Gleb Natapov wrote:
> On Sun, Dec 20, 2009 at 09:28:34AM -0600, Anthony Liguori wrote:
> > Gleb Natapov wrote:
> > >On Sun, Dec 20, 2009 at 09:11:18AM -0600, Anthony Liguori wrote:
> > >>Gleb Natapov wrote:
> > >>>On Sun, Dec 20, 2009 at 08:58:40AM -0600, Anthony Liguori wrote:
> > >>>>No.  You have to physically shut down and start up again.  That's
> > >>>>the right semantics IMHO.
> > >>>>
> > >>>Reset is equivalent (or should be) to shut down and start up again.
> > >>Not at all.  Reset can happen in a lot of different ways, some that
> > >We support only one way of reset: hard reset. It equivalent to full
> > >HW power cycling. ACPI spec define ACPI reset as equivalent to HW power
> > >cycling too BTW (see 4.7.3.6).
> > 
> > For every system periphereal?
>
> To cite ACPI spec : "From an OSPM perspective, asserting the reset mechanism
> is the logical equivalent to power cycling the machine."
> 
> > For instance, memory contents
> > survive a reset whereas they won't survive a hard power down.
>
> We cannot rely on memory content after such reset.

Some software expects it.  But the worst situation is when it's
"mostly reliable", i.e. works normally but unreliable if migration
occurs during the reset cycle.  It should either be reliable, or if
that is not intended, the memory should be wiped on reset to be sure
nobody is running guests which depend on it.  (They might not even know).

> > More importantly though, what's the use-case here?
> > 
> Use-case for what?
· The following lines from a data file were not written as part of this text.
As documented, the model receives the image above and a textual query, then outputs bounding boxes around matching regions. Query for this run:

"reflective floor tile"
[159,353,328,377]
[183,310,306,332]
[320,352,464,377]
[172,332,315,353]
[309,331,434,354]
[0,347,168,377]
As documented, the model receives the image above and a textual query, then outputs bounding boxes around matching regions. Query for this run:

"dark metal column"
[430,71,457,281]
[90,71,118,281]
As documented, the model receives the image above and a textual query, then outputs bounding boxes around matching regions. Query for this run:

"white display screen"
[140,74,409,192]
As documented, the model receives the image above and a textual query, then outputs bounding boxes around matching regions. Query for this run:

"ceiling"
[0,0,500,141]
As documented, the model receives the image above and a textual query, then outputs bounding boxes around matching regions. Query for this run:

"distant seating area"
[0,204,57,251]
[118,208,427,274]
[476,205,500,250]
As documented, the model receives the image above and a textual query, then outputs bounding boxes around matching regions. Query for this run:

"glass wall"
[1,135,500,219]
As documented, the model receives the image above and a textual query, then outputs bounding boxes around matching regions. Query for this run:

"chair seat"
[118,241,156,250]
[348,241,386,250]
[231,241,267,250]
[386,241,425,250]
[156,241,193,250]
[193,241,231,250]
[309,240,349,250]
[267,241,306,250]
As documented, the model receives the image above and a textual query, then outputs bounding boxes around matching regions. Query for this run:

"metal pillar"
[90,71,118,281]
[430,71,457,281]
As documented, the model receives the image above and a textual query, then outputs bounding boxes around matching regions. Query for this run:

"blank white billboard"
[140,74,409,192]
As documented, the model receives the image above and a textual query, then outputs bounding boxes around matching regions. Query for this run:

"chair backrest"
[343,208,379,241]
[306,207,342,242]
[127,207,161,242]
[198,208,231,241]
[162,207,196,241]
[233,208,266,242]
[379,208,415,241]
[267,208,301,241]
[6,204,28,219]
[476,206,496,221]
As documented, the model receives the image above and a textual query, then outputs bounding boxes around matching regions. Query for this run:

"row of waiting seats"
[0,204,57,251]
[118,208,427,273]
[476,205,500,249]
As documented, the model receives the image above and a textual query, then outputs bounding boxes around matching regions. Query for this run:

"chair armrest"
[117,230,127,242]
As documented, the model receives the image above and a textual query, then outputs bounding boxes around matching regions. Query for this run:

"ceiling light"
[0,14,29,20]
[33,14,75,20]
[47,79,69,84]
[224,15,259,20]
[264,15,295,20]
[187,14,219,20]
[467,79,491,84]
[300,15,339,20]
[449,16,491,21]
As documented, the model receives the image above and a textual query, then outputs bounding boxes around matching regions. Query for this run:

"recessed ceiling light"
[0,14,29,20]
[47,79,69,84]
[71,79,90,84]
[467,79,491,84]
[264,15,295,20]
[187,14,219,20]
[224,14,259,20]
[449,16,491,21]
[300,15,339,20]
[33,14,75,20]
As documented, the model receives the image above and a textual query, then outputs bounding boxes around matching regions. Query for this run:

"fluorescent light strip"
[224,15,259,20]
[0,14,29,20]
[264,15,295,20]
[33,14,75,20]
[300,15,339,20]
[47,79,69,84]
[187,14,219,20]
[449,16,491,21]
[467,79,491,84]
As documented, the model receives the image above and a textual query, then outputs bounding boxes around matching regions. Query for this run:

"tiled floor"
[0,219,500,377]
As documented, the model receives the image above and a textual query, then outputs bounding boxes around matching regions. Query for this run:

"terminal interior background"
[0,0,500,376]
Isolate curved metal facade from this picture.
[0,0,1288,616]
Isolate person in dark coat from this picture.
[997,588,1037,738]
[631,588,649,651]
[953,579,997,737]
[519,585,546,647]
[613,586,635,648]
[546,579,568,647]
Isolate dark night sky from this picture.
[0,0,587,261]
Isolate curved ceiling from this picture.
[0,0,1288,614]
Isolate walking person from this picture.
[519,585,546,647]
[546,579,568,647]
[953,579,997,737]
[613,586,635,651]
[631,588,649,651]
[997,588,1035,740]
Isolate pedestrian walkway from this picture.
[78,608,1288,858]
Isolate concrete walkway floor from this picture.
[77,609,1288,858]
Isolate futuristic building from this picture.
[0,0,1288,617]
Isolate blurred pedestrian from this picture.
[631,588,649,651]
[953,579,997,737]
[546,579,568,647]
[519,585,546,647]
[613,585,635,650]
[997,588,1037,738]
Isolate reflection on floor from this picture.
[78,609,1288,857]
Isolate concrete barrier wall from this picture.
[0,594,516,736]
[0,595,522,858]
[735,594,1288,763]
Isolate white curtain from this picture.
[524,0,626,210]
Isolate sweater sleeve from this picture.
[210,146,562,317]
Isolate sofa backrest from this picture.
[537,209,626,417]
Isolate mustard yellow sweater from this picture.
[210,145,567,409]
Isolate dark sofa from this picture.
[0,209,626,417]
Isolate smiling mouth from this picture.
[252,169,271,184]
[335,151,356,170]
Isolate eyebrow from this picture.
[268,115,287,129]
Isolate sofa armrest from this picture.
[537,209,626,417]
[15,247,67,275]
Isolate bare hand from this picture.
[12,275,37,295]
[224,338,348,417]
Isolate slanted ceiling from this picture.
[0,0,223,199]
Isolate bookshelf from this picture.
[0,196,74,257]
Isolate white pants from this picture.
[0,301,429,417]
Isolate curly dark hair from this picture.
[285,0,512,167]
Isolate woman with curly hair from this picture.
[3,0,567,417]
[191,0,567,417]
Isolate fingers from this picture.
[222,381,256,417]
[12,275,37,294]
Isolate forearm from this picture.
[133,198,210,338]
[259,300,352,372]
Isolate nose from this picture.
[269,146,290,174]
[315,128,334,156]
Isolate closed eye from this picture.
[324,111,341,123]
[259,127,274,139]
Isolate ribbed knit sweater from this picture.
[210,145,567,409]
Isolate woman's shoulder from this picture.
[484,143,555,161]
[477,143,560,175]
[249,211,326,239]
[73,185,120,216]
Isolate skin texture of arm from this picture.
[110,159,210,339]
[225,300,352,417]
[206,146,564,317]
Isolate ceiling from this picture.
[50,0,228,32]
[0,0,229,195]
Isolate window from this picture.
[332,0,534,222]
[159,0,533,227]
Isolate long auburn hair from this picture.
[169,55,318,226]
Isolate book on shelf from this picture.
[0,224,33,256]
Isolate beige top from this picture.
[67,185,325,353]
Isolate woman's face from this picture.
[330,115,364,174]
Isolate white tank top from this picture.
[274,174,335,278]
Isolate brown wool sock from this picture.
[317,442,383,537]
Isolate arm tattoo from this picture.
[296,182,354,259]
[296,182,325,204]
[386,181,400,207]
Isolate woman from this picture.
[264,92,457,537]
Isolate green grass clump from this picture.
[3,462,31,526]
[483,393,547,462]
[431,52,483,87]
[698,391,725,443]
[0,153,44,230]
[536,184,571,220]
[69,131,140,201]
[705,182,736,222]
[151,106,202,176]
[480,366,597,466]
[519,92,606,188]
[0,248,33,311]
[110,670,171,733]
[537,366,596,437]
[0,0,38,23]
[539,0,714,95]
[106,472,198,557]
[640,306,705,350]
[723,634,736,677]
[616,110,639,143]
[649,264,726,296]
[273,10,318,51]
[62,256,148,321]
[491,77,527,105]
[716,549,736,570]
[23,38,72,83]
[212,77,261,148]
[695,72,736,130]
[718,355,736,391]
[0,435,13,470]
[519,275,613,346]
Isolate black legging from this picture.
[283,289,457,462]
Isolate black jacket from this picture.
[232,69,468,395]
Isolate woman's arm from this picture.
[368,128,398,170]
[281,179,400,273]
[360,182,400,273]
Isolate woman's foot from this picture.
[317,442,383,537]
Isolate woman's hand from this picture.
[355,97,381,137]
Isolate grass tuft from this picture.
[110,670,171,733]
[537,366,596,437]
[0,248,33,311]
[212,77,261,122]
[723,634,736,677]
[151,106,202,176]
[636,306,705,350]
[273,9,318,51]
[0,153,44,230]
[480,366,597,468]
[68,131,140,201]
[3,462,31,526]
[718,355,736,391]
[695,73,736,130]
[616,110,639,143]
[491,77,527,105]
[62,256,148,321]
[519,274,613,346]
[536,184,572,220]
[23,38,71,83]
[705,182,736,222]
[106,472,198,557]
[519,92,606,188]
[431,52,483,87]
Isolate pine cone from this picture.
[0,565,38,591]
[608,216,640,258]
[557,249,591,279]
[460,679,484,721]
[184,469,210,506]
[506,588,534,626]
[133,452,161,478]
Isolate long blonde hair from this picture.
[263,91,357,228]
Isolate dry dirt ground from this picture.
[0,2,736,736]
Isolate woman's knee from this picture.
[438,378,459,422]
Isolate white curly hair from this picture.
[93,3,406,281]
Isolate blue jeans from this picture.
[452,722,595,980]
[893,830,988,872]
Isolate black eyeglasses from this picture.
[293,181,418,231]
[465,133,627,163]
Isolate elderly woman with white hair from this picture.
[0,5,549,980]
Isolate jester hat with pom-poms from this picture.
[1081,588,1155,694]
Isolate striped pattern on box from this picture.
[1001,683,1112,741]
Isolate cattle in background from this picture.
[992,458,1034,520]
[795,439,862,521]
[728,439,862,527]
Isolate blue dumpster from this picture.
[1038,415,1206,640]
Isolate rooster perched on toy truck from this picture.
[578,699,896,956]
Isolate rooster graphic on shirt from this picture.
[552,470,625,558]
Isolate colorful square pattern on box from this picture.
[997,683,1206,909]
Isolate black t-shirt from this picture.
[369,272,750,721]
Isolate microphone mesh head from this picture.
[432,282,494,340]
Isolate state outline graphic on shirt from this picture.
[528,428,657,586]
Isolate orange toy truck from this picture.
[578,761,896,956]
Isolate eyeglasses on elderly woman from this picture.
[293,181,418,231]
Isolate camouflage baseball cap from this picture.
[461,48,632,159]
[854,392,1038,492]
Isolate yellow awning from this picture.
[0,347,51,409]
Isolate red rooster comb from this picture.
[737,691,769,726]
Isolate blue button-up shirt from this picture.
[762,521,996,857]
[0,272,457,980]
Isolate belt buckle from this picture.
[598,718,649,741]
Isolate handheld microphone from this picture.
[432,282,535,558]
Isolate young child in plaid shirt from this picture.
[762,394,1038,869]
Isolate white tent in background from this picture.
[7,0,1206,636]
This just what need to be done for correct HW
> emulation.

Reminder about x86 HW emulation; recent message:

http://www.mail-archive.com/qemu-devel@nongnu.org/msg22676.html

TAKEDA, toshiya wrote:
> Anthony Liguori wrote:
> >Hi,
> >
> >Why is this needed verses qemu_system_reset()?
> 
> PC-98 has the ioport to reset only cpu (don't reset other periferals) 
> and I need qemu_cpu_reset() to emulate thios port.
> 
> This port was used to return to real mode from protect mode by resetting cpu.
> It was added for 80286, but was used on PC-98 with 80386 and later.
> (For example for checking of over 1mb memory in hardware
> initialization bios.)
> 
> Thanks,
> TAKEDA, toshiya

That is, PC-98 emulation requires a CPU-only reset that retains memory
contents and does not reset peripherals.  It has an I/O port
explicitly for it.

Regular x86 PCs also require this under some circumstances, for the
same reasons: To run 80286 MS-DOS software (on a later CPU of course
:-) that switches from protected mode to real mode by triggering a
hardware reset.  It does not reset the peripherals and memory contents
are reliable, except possibly for some regions that the BIOS may affect.

I assume this was one of the things meant in Anthony's qemu 0.12
release announcment:

>>> [please test...]
>>> - exotic x86 guests that may interact with the BIOS in special ways

But I don't really understand

  - what strange things are being implemented with ROMs changing on
    boot and during migration
  - how it depends in some intricate way on ACPI tables and option ROMS
    and migration and qemu upgrades all at once
  - those are things which the "exotic" guests don't care about
  - memory is preserved, isn't it, when qemu resets, even though it is
    called "not reliable", meaning that test guests will run fine with
    it while having some hidden bug waiting to happen under a rare
    conjunction of qemu's circumstances - is that right?

So I don't know quite what to test to confirm or deny bugs in
emulation of things that exotic x86 guests depend on.